Summary: Essays and brief readings from his books, essay collections, and letters on the joys of reading.
It was a serendipitous find while looking for something else. This is not a “lost” book of C.S. Lewis but a recent compilation of writing by C, S. Lewis drawn from his various books as well as his correspondence. And all of this is on our lives as readers. What’s not to like for a C.S. Lewis fan and bibliophile, right?
Some of the material was familiar, for example his “The Case for Reading Old Books” in which he advocates we read one old book for every new one we read (or at least for every three.

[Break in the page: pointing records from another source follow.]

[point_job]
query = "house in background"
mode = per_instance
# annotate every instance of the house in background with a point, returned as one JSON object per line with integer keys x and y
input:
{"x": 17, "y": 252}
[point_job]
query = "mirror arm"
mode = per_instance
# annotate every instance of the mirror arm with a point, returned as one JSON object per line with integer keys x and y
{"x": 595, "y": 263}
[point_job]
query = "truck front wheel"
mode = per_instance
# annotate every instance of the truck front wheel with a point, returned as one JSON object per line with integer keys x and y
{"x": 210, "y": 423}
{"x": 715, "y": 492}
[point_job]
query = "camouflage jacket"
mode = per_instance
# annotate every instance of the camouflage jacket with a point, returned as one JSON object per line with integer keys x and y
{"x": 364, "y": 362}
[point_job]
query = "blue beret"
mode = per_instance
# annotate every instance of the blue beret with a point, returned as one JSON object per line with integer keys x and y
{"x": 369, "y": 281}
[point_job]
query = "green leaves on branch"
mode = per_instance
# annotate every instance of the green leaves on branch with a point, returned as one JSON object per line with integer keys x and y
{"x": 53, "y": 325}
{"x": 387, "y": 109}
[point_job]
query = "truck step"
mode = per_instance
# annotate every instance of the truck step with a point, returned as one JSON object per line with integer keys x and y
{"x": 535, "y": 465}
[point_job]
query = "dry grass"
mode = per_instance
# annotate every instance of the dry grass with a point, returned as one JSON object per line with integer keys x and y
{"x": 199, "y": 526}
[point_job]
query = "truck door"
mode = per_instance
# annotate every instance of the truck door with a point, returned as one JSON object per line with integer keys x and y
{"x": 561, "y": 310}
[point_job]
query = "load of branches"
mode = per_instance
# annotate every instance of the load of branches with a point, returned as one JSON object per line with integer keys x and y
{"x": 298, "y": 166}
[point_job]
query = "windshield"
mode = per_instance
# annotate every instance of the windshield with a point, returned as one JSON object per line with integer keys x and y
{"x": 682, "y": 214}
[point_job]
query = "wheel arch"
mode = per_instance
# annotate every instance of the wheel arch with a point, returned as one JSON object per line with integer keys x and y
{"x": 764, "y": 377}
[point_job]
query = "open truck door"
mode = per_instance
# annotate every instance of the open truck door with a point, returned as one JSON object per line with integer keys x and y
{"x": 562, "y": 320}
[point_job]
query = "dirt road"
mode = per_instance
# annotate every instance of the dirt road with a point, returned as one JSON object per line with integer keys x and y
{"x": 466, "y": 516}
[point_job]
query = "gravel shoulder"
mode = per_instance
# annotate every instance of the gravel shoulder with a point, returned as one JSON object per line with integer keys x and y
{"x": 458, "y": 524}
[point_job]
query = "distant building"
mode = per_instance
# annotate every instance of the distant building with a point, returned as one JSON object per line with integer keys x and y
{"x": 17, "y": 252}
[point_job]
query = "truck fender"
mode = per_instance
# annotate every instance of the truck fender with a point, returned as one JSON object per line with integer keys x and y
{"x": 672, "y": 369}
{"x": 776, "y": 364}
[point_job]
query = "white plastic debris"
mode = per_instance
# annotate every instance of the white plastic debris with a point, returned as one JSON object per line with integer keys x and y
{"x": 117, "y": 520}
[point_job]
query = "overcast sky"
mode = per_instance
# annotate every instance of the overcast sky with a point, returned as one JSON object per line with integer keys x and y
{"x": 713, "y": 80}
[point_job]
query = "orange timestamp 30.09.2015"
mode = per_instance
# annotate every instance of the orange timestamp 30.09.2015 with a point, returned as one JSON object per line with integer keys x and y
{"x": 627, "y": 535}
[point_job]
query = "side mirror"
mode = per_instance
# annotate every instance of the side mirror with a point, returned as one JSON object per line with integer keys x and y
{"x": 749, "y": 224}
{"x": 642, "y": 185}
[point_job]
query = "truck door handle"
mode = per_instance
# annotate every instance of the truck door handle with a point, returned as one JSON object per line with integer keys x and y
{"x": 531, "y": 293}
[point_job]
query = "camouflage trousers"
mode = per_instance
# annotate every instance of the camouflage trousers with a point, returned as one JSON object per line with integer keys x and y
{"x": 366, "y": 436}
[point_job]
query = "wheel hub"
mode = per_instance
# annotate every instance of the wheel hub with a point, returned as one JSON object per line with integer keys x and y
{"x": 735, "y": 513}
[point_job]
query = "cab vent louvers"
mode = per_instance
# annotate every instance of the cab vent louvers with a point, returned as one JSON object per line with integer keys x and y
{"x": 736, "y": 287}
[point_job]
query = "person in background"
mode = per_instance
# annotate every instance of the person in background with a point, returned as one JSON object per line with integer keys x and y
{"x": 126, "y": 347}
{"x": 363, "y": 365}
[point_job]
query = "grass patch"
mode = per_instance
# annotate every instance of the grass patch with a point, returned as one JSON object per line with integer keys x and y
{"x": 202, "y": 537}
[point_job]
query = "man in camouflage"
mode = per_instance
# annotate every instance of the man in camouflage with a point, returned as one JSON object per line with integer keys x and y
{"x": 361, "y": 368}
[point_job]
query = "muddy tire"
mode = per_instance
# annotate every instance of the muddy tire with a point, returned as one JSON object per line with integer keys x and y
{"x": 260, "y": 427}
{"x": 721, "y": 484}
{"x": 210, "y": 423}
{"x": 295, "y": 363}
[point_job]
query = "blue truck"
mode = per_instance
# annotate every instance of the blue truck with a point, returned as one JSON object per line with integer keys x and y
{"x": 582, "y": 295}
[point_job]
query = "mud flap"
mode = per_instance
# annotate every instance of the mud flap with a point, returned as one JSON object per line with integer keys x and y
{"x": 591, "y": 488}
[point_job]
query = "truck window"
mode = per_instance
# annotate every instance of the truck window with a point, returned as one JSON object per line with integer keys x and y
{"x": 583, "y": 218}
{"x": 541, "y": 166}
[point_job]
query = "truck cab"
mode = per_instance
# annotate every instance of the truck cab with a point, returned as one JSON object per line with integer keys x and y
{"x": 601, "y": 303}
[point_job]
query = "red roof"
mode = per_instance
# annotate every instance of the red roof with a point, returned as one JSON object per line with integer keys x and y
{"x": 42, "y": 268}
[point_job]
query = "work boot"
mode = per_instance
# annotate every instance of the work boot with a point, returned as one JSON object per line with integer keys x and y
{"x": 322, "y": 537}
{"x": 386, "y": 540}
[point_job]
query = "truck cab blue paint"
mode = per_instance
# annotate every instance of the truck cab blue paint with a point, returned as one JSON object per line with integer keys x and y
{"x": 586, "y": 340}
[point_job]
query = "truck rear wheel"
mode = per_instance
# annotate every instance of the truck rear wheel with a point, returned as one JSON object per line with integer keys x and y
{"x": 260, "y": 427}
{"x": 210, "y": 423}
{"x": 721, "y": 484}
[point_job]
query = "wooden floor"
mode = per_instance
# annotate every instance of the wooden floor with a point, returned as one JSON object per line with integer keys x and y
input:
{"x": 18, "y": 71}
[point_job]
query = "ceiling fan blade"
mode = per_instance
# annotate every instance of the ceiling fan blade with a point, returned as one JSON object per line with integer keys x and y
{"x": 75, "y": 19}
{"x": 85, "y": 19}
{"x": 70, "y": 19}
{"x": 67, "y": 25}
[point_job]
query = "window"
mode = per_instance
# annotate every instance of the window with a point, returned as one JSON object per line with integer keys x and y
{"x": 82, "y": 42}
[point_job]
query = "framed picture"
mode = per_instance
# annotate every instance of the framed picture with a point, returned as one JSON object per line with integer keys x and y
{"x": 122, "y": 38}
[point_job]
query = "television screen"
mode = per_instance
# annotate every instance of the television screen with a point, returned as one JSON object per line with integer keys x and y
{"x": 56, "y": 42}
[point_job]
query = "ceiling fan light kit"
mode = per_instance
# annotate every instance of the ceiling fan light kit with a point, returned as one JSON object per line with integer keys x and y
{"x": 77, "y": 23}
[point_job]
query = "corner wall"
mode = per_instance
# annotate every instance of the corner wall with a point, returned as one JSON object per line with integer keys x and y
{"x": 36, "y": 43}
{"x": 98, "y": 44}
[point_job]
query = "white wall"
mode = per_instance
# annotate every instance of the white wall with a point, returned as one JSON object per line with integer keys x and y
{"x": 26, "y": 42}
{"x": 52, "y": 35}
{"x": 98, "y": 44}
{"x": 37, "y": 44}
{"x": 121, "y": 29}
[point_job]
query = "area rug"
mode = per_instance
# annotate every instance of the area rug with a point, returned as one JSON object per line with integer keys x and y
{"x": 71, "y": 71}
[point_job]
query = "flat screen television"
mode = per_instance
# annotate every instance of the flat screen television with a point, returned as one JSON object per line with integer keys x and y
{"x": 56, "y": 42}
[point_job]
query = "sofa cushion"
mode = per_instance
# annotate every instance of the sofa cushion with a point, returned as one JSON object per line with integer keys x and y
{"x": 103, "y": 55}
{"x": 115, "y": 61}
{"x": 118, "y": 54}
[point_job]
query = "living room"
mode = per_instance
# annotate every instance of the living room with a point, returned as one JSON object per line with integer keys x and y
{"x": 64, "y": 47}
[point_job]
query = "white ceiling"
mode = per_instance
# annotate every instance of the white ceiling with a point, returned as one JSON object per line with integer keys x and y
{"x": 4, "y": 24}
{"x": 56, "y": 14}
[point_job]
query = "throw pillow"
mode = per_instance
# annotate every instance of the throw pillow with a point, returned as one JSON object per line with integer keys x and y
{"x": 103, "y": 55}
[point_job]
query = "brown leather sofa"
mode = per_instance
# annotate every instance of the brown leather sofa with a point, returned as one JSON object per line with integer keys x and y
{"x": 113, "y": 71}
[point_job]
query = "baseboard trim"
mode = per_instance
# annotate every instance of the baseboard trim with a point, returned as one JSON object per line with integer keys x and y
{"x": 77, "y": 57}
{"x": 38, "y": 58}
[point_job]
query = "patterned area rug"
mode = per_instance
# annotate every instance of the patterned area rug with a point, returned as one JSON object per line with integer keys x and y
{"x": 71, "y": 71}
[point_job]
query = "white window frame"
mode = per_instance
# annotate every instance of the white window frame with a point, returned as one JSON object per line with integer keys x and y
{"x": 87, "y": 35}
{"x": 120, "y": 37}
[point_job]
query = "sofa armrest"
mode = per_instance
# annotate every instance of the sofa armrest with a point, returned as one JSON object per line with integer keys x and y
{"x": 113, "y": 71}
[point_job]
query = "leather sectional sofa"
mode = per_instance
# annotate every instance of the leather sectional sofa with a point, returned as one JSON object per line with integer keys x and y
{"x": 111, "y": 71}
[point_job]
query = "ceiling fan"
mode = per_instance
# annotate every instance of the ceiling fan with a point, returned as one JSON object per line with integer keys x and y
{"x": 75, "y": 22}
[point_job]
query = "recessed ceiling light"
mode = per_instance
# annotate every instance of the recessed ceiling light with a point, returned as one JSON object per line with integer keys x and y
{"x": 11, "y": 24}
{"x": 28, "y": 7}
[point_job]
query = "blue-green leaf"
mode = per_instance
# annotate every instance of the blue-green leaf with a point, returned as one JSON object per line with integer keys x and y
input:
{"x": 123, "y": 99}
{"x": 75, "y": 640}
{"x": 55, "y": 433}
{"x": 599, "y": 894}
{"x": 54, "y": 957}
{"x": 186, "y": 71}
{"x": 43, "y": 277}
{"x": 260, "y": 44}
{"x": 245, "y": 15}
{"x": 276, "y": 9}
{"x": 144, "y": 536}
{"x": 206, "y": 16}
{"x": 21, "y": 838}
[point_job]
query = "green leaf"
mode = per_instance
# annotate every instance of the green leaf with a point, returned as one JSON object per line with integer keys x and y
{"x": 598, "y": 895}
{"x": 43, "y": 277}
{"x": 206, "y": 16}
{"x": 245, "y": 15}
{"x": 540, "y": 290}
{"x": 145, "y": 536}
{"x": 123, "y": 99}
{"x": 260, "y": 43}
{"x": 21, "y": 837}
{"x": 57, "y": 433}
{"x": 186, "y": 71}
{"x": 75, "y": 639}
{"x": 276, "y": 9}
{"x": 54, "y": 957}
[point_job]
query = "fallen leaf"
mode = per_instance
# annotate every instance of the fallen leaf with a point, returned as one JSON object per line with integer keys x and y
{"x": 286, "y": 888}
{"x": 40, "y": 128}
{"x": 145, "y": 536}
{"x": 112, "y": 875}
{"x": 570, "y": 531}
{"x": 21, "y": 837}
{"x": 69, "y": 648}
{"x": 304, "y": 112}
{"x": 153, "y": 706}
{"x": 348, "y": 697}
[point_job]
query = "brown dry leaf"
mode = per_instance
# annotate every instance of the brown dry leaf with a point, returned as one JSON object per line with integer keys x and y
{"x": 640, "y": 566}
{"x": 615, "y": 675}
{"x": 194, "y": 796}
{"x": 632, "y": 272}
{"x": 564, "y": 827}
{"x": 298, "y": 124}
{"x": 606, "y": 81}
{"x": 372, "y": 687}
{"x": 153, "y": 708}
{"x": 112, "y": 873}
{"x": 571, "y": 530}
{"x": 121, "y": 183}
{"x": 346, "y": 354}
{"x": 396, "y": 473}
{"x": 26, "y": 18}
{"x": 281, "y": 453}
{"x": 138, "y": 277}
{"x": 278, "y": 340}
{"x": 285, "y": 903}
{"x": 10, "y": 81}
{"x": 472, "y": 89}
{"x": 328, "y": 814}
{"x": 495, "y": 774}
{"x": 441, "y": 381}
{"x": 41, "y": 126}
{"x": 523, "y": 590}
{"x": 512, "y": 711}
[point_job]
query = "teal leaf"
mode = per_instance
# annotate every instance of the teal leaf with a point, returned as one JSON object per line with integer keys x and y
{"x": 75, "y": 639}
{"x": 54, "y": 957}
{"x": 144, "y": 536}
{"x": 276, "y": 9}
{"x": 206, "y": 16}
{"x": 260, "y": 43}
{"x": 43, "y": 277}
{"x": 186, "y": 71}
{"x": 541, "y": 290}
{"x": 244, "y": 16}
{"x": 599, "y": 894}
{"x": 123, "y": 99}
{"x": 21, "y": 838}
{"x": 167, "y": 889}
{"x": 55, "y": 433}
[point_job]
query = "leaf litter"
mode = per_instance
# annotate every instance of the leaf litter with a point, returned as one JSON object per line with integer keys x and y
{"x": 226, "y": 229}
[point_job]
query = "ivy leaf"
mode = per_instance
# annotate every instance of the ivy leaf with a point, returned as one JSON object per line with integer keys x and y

Or there is the biographical piece from Surprised by Joy on “Growing Up Amidst a Sea of Books.” But there are a number of pieces I either haven’t read or don’t remember (I don’t have Lewis’s eidetic memory).
The first part of the book contains his longer essays, though only one, on “The Achievements of J.R.R.Tolkien,” is longer than ten pages. “Why We Read, ” from An Experiment in Criticism, serves as a good introduction to the whole collection. Lewis makes the point that “[w]e want to see with other eyes, to imagine with other imaginations, to feel with other hearts, as well as with our own.” This is followed by “How to Know if You are a True Reader.” He offers five criteria, and I qualified. I suspect many drawn to this book qualify as well, or are on their way! There are wonderful discussions about children’s literature (the best being not just for children) fairy tales (as less deceptive than “realistic’ stories), and the marvellous.
One of the most important for our day is his discussion of “How to Murder Words.” We do so through inflation, verbiage, and speaking less descriptively and more evaluatively. We are “more anxious to express approval and disapproval of things than to describe them” Yet how can we judge a thing without knowing what it is? The following essay on “Saving Words from the Eulogistic Abyss” carries on this theme. The danger in our careless and imprecise use of words is that “[m]en do not long continue to think what they have forgotten how to say.”
As rich as was the first part, the short readings in the latter part of the book were an absolute find. Excerpted mostly from letters, I’d never seen most of this. For example, Lewis offers this pithy observation in a letter to his friend Arthur Greeves: “If only one had time to read a little more: we either get shallow & broad or narrow and deep.” Like many of us, Lewis loved not only reading but also “Talking About Books.” He encourages reading for enjoyment, especially for children, denounces literary snobs, and says “all sensible people skip freely” that which is of no use to them.
Then there are the readings offering opinions of various writers. He praises Dante but excoriates Alexandre Dumas. He speaks of the utter importance of Plato and Aristotle, opines on Shakespeare and Tolstoy. And he has nothing but good to say about Jane Austen (in contrast to Henry James). He boasts: “I’ve been reading Pride and Prejudice on and off all my life and it doesn’t wear out a bit.”
I’ve only offered a sampler of the riches to be found in this slim volume. It is a gift to have so many of Lewis’s thoughts on reading in one place. I’ll leave you with his concluding comment on “Good Reading”:
A good shoe is a shoe you don’t notice. Good reading becomes possible when you need not consciously think about eyes, or light, or print, or spelling.